Friday, May 20, 2005

Top 5: It's Still Rock and Roll to Me

Jumping off from Wednesday night's post, here are five of the tunes we played the hell out of on classic rock WXXQ in Freeport, Illinois, during the summer of 1980:

1. "Coming Up"/Paul McCartney. An odd little single, not released on a McCartney album until the 1990s, and one of his biggest solo hits, although you don't hear it much anymore.

2. "It's Still Rock and Roll to Me"/Billy Joel. The second single from Glass Houses, an album I hated with a great deal of vehemence in 1980. I felt there wasn't a single tune on it (except maybe "Sleeping with the Television On") that compared favorably with anything on either The Stranger or 52nd Street.

3. "Emotional Rescue"/Rolling Stones. Great excitement around WXXQ the day this album came in. Then we dropped the needle on this, and thought Mick and the boys had lost their minds.

4. "Against the Wind"/Bob Seger. The Against the Wind album isn't as good as either Night Moves or Stranger in Town, but this might be Seger's prettiest song.

5. "Rough Boys"/Pete Townshend. Yes, the inexplicable "Let My Love Open the Door" was a big single that summer, but this is the cut from Empty Glass that got album rock airplay, and we played it to death. But does anyone play it anymore?

Honorable Mentions: "Walks Like a Lady" by Journey, "Misunderstanding" and "Turn It on Again" by Genesis, and something by Cheap Trick called "Everything Works If You Let It." Freeport was just up the road from Cheap Trick's hometown, Rockford, Illinois, which may have to be explanation enough for why we devoted airtime to so minor a hit.

But that summer at that station was more about classic rock oldies than current hits, anyhow. It wasn't unusual to play "Stairway to Heaven" or "Aqualung" twice in a six-hour shift. The PD told us that as a new station, we'd have lots of listener sampling going on, so we needed to sound our best as often as possible. Maybe that was true--but it still didn't make up for "Everything Works If You Let It."

1 Comments:

At 9:25 AM, Anonymous Anonymous said...

The music of the summer of 1980 marked the end of disco (with the possible exception of "Emotional Rescue") and anything "not-disco" taking its place. I remember us playing "In America" by Charlie Daniels, "Games Without Frontiers" by Peter Gabriel and "Another One Bites the Dust" by Queen.

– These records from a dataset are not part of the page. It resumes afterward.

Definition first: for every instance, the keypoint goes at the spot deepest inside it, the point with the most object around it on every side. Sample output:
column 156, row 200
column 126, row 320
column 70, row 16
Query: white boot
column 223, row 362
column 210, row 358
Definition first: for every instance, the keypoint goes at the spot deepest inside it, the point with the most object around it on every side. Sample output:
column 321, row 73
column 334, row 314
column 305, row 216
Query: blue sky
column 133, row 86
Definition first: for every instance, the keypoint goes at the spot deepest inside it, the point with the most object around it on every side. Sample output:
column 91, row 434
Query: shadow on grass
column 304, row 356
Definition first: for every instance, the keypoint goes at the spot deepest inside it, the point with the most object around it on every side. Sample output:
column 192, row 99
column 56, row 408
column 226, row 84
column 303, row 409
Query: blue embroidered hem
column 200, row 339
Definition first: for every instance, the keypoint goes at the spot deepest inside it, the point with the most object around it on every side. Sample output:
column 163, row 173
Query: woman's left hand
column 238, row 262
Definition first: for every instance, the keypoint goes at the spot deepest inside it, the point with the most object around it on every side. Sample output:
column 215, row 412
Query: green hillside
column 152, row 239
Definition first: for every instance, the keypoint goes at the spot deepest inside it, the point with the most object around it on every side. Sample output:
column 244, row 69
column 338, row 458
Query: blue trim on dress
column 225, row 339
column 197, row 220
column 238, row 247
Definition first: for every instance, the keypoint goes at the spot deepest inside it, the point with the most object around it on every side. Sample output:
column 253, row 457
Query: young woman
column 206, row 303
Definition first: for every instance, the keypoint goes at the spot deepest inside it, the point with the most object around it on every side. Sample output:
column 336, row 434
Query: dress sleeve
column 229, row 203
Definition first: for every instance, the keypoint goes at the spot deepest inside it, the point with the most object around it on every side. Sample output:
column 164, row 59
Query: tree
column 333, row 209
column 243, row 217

That reminds me...since we were still playing music off turntables, we would play "Dragon Attack/Another One Bites the Dust" off the album because the back-cue on the turntables were slow.
I also discovered a GREAT segue of two songs. I was playing "Time For Me To Fly" by REO Speedwagon and I threw on the album "Grand Illusion" by Styx at the last second and dropped the tone arm on the first track which was "Fooling Yourself." The ending of "Time For Me To Fly" is in the exact same key as "Fooling Yourself" and the two songs meshed together perfectly. I'd like to see a Clear Channel radio station try to do that today!